I actually took a term of Biblical Hebrew at university, it was an 8:00am class. It was before I became a Christian, but after my psychosis. Lamentations was a weirdly prominent part of my psychosis - though I don’t know if by Hebrew Bible you mean all of what Christians call the Old Testament, or just the Pentateuch. I didn’t read Genesis, Exodus, Leviticus and Deutoronomy, Numbers in their entirety until after my second son was born (I read it in English of course, my Bible Hebrew is terrible, I'm an embarrassment to my teacher and to institutionalised learning in general) and I subscribed to a Read The Bible in a Year service. It was only then that I realised the extent of the laws contained in those books, and I suppose the quaintness of so many of them. It surprised me that there were detailed instructions for the building of the temple, for getting rid of mold in your tent, and for diagnosing and treating skin rashes. I guess all of that helped make my mind up about whether we could read the Bible as if it were written last year and good to go.

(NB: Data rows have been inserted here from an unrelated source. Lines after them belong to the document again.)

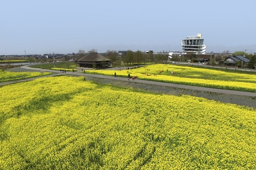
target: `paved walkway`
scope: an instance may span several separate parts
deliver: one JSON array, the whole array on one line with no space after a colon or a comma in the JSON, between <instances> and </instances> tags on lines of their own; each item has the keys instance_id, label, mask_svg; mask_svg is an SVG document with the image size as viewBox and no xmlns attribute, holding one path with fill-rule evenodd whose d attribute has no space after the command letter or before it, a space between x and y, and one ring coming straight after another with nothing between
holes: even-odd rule
<instances>
[{"instance_id":1,"label":"paved walkway","mask_svg":"<svg viewBox=\"0 0 256 170\"><path fill-rule=\"evenodd\" d=\"M91 76L99 78L108 78L109 79L112 79L113 80L118 80L121 81L125 81L128 83L127 78L120 77L115 77L112 76L103 76L98 74L84 74L80 72L75 72L74 73L71 72L66 72L65 73L60 73L59 71L54 70L46 70L45 69L42 69L38 68L33 68L32 67L29 67L30 65L24 66L21 67L22 68L28 69L30 70L38 70L38 71L48 71L54 73L55 74L51 75L48 75L44 76L34 77L33 78L26 79L26 80L20 80L15 81L12 81L11 82L3 82L0 83L0 86L5 85L6 84L9 84L11 83L15 83L20 82L24 82L24 81L28 81L33 79L35 79L38 78L42 77L46 77L52 76L55 76L57 75L63 75L63 74L69 74L73 75L76 75L81 76ZM131 80L131 79L130 79ZM163 83L158 82L154 82L153 81L148 81L146 80L140 80L139 79L135 79L134 80L130 80L130 81L137 82L140 83L145 83L146 84L153 84L155 85L158 85L160 86L165 86L170 87L174 87L176 88L184 88L186 89L190 89L197 91L203 91L209 92L212 92L215 93L220 93L227 94L232 94L235 95L239 95L241 96L248 96L251 97L256 97L256 93L252 93L250 92L241 92L240 91L235 91L233 90L224 90L222 89L218 89L216 88L212 88L206 87L197 87L192 86L188 86L186 85L182 85L180 84L173 84L169 83Z\"/></svg>"}]
</instances>

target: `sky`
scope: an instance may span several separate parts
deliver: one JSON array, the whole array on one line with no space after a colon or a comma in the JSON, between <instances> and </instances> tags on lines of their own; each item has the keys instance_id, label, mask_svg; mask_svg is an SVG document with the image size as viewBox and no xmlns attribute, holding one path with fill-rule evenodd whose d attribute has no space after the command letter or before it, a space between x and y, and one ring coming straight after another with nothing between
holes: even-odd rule
<instances>
[{"instance_id":1,"label":"sky","mask_svg":"<svg viewBox=\"0 0 256 170\"><path fill-rule=\"evenodd\" d=\"M256 52L256 5L255 0L2 1L0 55L181 51L181 40L197 33L207 52Z\"/></svg>"}]
</instances>

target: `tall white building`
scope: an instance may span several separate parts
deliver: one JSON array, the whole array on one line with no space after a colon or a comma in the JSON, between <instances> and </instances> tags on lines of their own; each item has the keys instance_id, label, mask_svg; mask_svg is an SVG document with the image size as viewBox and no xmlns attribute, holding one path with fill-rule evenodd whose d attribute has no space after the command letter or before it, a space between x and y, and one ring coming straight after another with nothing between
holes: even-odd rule
<instances>
[{"instance_id":1,"label":"tall white building","mask_svg":"<svg viewBox=\"0 0 256 170\"><path fill-rule=\"evenodd\" d=\"M203 44L202 34L197 36L189 36L181 40L182 52L186 54L205 54L206 45Z\"/></svg>"}]
</instances>

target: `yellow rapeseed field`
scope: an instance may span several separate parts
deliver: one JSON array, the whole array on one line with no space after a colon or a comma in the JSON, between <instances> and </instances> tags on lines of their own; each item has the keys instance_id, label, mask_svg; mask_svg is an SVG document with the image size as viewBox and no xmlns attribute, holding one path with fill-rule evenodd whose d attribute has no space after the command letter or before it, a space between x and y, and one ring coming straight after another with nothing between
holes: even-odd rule
<instances>
[{"instance_id":1,"label":"yellow rapeseed field","mask_svg":"<svg viewBox=\"0 0 256 170\"><path fill-rule=\"evenodd\" d=\"M51 72L12 72L0 70L0 83L22 79L23 76L25 78L29 78L52 74Z\"/></svg>"},{"instance_id":2,"label":"yellow rapeseed field","mask_svg":"<svg viewBox=\"0 0 256 170\"><path fill-rule=\"evenodd\" d=\"M256 111L39 78L0 87L0 169L256 169Z\"/></svg>"},{"instance_id":3,"label":"yellow rapeseed field","mask_svg":"<svg viewBox=\"0 0 256 170\"><path fill-rule=\"evenodd\" d=\"M168 71L167 71L168 69ZM174 73L172 75L171 71ZM87 73L127 77L137 76L138 79L205 87L256 92L256 74L235 73L218 70L156 64L135 69L86 70ZM161 73L160 73L161 72Z\"/></svg>"}]
</instances>

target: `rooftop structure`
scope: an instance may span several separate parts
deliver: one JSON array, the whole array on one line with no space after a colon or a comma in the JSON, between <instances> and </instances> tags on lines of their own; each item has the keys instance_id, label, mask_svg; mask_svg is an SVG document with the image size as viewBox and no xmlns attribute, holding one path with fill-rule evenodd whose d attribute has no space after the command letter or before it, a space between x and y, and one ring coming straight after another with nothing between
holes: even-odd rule
<instances>
[{"instance_id":1,"label":"rooftop structure","mask_svg":"<svg viewBox=\"0 0 256 170\"><path fill-rule=\"evenodd\" d=\"M202 34L197 36L189 36L181 40L182 52L186 54L205 54L206 45L203 44Z\"/></svg>"}]
</instances>

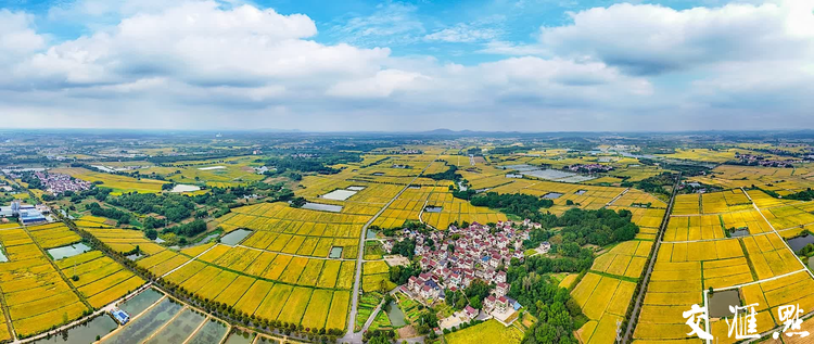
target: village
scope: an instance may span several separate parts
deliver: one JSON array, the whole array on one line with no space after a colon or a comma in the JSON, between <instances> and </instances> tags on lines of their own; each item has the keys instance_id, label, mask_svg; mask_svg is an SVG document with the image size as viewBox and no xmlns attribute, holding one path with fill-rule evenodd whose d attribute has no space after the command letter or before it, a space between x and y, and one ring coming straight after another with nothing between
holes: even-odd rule
<instances>
[{"instance_id":1,"label":"village","mask_svg":"<svg viewBox=\"0 0 814 344\"><path fill-rule=\"evenodd\" d=\"M494 228L478 222L462 228L450 225L446 231L429 234L405 229L397 240L416 241L415 253L420 257L422 273L410 277L396 292L431 307L445 301L445 291L465 290L480 279L493 286L491 294L483 300L482 308L467 305L450 317L441 319L440 330L473 319L494 318L504 326L510 326L518 318L522 305L508 296L510 284L506 266L510 265L512 258L524 259L523 241L529 239L534 228L542 226L525 219L498 221ZM384 250L390 253L394 243L395 240L385 241ZM549 249L550 244L546 242L538 252Z\"/></svg>"}]
</instances>

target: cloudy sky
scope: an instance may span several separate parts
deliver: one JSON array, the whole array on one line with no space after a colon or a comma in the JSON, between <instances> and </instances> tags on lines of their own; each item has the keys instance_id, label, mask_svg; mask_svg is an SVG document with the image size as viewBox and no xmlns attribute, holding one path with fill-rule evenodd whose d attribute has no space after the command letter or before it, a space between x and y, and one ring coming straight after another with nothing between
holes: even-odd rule
<instances>
[{"instance_id":1,"label":"cloudy sky","mask_svg":"<svg viewBox=\"0 0 814 344\"><path fill-rule=\"evenodd\" d=\"M812 0L0 0L11 128L814 128Z\"/></svg>"}]
</instances>

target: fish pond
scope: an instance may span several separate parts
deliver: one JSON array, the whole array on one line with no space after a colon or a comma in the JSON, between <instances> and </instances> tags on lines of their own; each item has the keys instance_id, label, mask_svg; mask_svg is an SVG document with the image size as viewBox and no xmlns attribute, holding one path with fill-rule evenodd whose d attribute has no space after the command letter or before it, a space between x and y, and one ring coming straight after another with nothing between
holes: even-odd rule
<instances>
[{"instance_id":1,"label":"fish pond","mask_svg":"<svg viewBox=\"0 0 814 344\"><path fill-rule=\"evenodd\" d=\"M34 343L93 343L98 336L104 336L118 327L116 320L107 315L101 315L85 324L76 326L62 334L42 339Z\"/></svg>"},{"instance_id":2,"label":"fish pond","mask_svg":"<svg viewBox=\"0 0 814 344\"><path fill-rule=\"evenodd\" d=\"M814 235L806 233L789 239L789 246L791 246L791 250L794 251L794 253L800 253L800 250L803 250L803 247L809 244L814 244Z\"/></svg>"},{"instance_id":3,"label":"fish pond","mask_svg":"<svg viewBox=\"0 0 814 344\"><path fill-rule=\"evenodd\" d=\"M309 209L309 211L321 211L321 212L331 212L331 213L342 212L341 205L311 203L311 202L305 203L305 205L303 205L303 208Z\"/></svg>"},{"instance_id":4,"label":"fish pond","mask_svg":"<svg viewBox=\"0 0 814 344\"><path fill-rule=\"evenodd\" d=\"M220 340L226 336L226 332L229 328L225 323L209 319L204 326L195 332L192 339L187 342L188 344L209 344L220 343Z\"/></svg>"},{"instance_id":5,"label":"fish pond","mask_svg":"<svg viewBox=\"0 0 814 344\"><path fill-rule=\"evenodd\" d=\"M150 336L156 330L161 329L162 326L173 319L173 317L175 317L182 308L183 306L181 304L176 303L170 298L164 298L153 308L150 308L150 310L140 315L136 320L131 320L127 326L122 328L122 330L111 335L104 341L104 343L142 343L150 339Z\"/></svg>"},{"instance_id":6,"label":"fish pond","mask_svg":"<svg viewBox=\"0 0 814 344\"><path fill-rule=\"evenodd\" d=\"M737 290L715 292L709 295L710 318L724 318L733 315L729 306L740 306L740 295Z\"/></svg>"},{"instance_id":7,"label":"fish pond","mask_svg":"<svg viewBox=\"0 0 814 344\"><path fill-rule=\"evenodd\" d=\"M224 238L220 238L220 243L234 246L239 242L243 241L249 234L251 234L252 231L247 229L236 229L228 234L224 235Z\"/></svg>"}]
</instances>

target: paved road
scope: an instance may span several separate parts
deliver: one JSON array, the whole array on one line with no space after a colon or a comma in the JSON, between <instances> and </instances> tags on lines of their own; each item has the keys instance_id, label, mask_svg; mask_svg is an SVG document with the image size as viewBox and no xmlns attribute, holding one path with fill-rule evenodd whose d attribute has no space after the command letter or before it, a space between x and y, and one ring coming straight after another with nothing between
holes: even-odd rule
<instances>
[{"instance_id":1,"label":"paved road","mask_svg":"<svg viewBox=\"0 0 814 344\"><path fill-rule=\"evenodd\" d=\"M625 335L622 337L622 343L629 343L633 336L633 329L636 327L636 322L639 316L639 310L641 309L641 303L645 301L645 293L647 292L647 283L650 282L650 273L653 272L653 266L656 265L656 256L658 255L659 247L661 246L661 238L664 237L664 230L667 228L667 222L670 221L670 213L673 211L673 201L675 200L675 194L678 191L678 182L681 180L682 180L682 174L678 173L678 177L676 177L675 183L673 184L673 194L670 195L670 202L667 202L667 209L664 213L664 218L661 220L659 234L656 237L656 247L653 249L653 254L650 257L650 262L647 264L647 273L645 273L645 279L641 281L641 289L639 289L639 293L638 295L636 295L636 304L633 306L633 313L631 313L631 318L627 319L627 329L625 330Z\"/></svg>"},{"instance_id":2,"label":"paved road","mask_svg":"<svg viewBox=\"0 0 814 344\"><path fill-rule=\"evenodd\" d=\"M408 182L404 187L404 189L402 189L402 191L398 191L398 193L395 196L393 196L393 199L391 199L390 202L387 202L387 204L385 204L381 209L379 209L379 212L376 213L376 215L373 215L373 217L371 217L370 220L368 220L367 224L365 224L365 226L361 227L361 235L359 235L359 252L356 257L356 273L354 278L354 292L353 292L353 298L351 301L351 317L347 319L347 332L345 333L345 336L339 340L339 342L361 343L361 332L354 333L354 324L356 324L356 314L358 313L358 307L359 307L359 283L361 282L361 266L365 263L365 259L364 259L365 241L367 237L368 227L370 227L370 225L373 224L373 221L376 221L376 219L379 218L379 216L381 216L382 213L384 213L384 211L386 211L387 207L390 207L390 205L393 204L393 202L395 202L404 193L404 191L407 190L407 188L409 188L410 184L412 184L416 181L416 179L418 179L418 177L423 175L424 171L428 168L430 168L430 165L432 165L434 162L435 162L434 160L430 162L430 164L428 164L427 167L424 167L424 169L422 169L421 173L418 176L416 176L416 178L412 178L412 180L410 180L410 182Z\"/></svg>"}]
</instances>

My grandfather was an Old Testament studies professor so the ideas he shared professionally are part of my life narrative I guess - that there are sort of ‘strands’ that run through the OT - the poetic strand - Lamentations, Psalms, etc. and the historic strand - that aimed to be a historical record, so Deuteronomy, Kings, etc. and then the wisdom strand - Proverbs, Ecclesiastes, etc. Obviously there’s no clean distinction between these strands but it helps to have a vague idea of what you’re reading, and what the purpose of the book is.

The Old Testament is the history of the people that Jesus belonged to, and their encounters with God, their greatest wisdom and poetry. All of that is useful and interesting to me - but it was written in a time when the authors didn’t know about the water cycle or gravity...so I guess it takes a bit of processing to work out how useful any of it is - which is no different to how I feel about the NT.